Callon’s post-transaction Permian position will include 145,000 net acres and 107,000 boe/d of production.
The Percussion deal will also extend Callon’s decade-long inventory to more than 1,500 oil-weighted drilling locations in the Permian.
“From a free cash flow standpoint, they're somewhat similar on the baseline PDP,” said Jeff Balmer, senior vice president and COO at Callon, on the earnings call. “But we're going to have more opportunities for development on a longer term basis in this new Delaware asset just because our Eagle Ford inventory was getting a little bit short.”
Callon isn’t the only public E&P that’s searched for scale and inventory in the Permian, the Lower 48’s top oil-producing region.
Large players including Ovintiv Inc., Matador Resources and Diamondback Energy have spent billions of dollars signing deals to grow their Permian positions in the past year.

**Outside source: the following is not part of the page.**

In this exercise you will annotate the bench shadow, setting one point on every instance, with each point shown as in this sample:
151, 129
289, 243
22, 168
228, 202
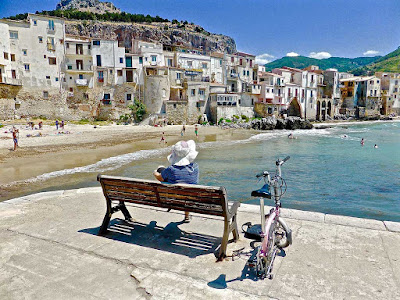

Producers will probably continue to tap M&A markets to extend their Permian inventories for the next several years, Pioneer Natural Resources CEO Scott Sheffield recently told Hart Energy.
Despite the Permian’s popularity among E&Ps, dealmaking in the Eagle Ford soared in the first quarter.
Deal value in the Eagle Ford topped $5 billion in the first quarter, the most transacted in the South Texas shale play in nearly a decade, according to data from Enverus.